Q: Where are these regularization or constraints usually needed in the scope of Neural Networks (continuation of the previous question)?

A: Regularization or constraints are needed when the output relays within a certain boundary (upper or lower or both), eg. if the output is a probability.

Q: Can you explain the method of taking small epsilon steps and projecting it back onto S?

A: Consider the case of contrained optimization. The idea behind that method is to optimize an $\epsilon$ step in the unconstrained problem with an result $r$. Then project $r$ onto the space of constrained solutions resulting in $r'$. This step is not trivial because it remains to solve the problem of finding an appropriate $r'$ given $r$. If possible (computational tractable) take the closest $r'$.

Q: How would you classify new instances after training a neural net as discussed in example 1 (Sigmoid Units for Bernoulli Output Distribution) and example 2 ( Softmax Units for Multinoulli Distribution)?

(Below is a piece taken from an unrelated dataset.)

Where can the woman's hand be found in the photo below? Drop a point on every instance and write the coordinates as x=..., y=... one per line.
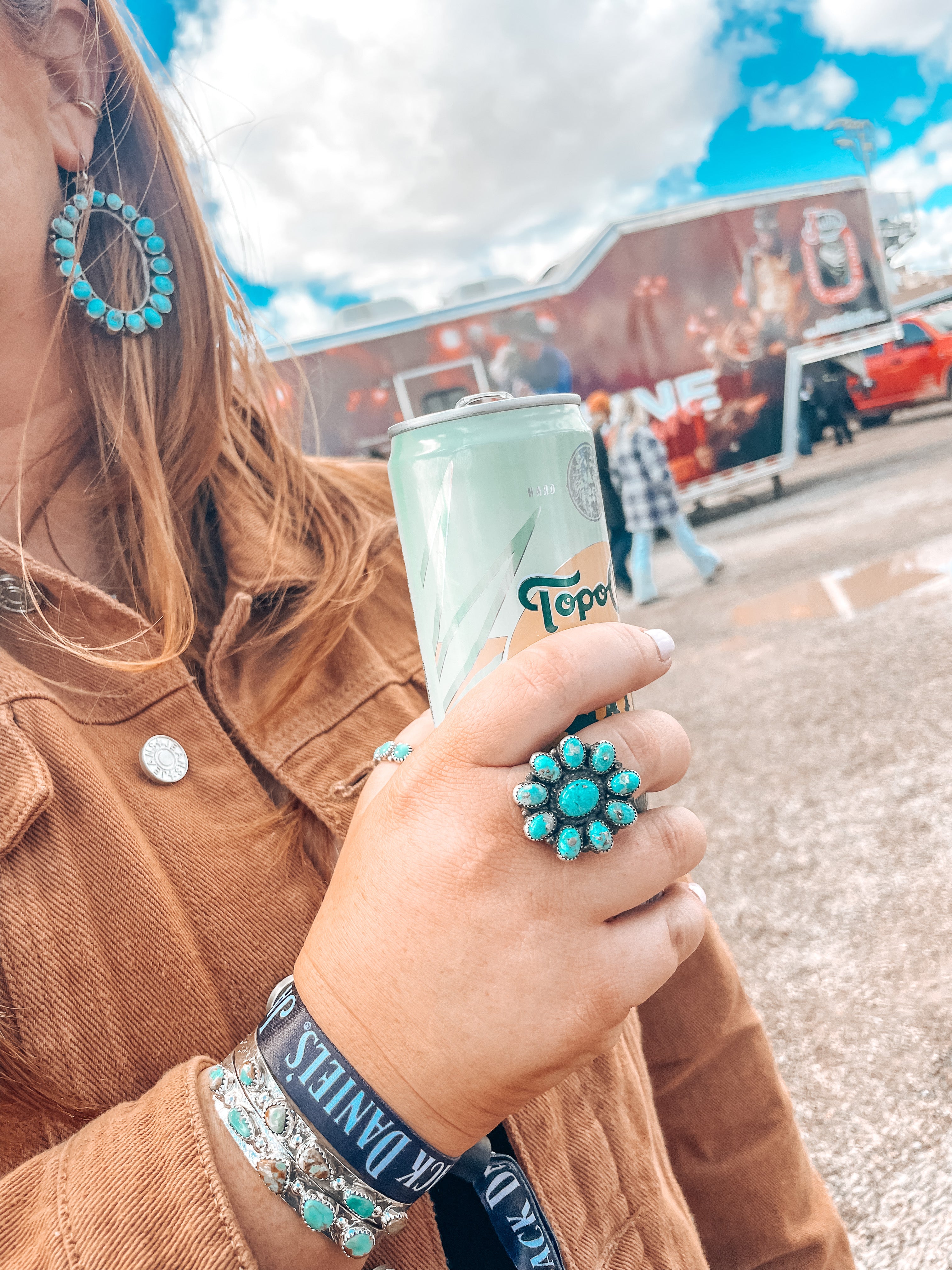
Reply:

A: For the first example we calculate the probability that an input, x will be classified as $1$, $P(y=1|x)$, eg. Output needs to lie in $[0,1]$. While classifying a new instance, the probability of that instance being a $1$ or $0$ will be checked. \newline For the second example, the new instance will be generalized to a discrete variable y with n values. i.e. produce a vector $\hat{y}$ with $\hat{y_i} = P(y=i|x)$

Q: How is the Krylov Method used to calculate higher order derivatives?

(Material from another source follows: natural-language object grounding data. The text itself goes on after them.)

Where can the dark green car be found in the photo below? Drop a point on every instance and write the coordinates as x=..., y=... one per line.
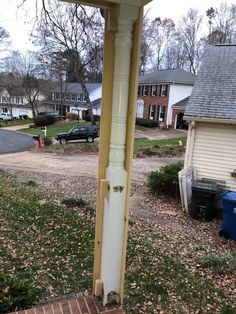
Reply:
x=88, y=133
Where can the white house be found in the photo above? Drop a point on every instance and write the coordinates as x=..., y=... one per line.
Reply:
x=18, y=102
x=70, y=98
x=211, y=111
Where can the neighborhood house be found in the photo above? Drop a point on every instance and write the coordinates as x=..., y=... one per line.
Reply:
x=17, y=103
x=69, y=98
x=159, y=92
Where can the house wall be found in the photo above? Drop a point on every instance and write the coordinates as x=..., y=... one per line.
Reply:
x=177, y=93
x=96, y=94
x=18, y=112
x=79, y=111
x=211, y=150
x=155, y=100
x=140, y=108
x=175, y=113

A: In order to calculate higher order derivatives such as the Hessian Matrix, the inverse of the matrix might be needed, Krylov method does not invert the matrix but solves the system, it finds the best approximate solution in some subspace of the instance space and continues to make the subspace bigger until it becomes N dimensional and reaches optimal, then it can be solved in N steps.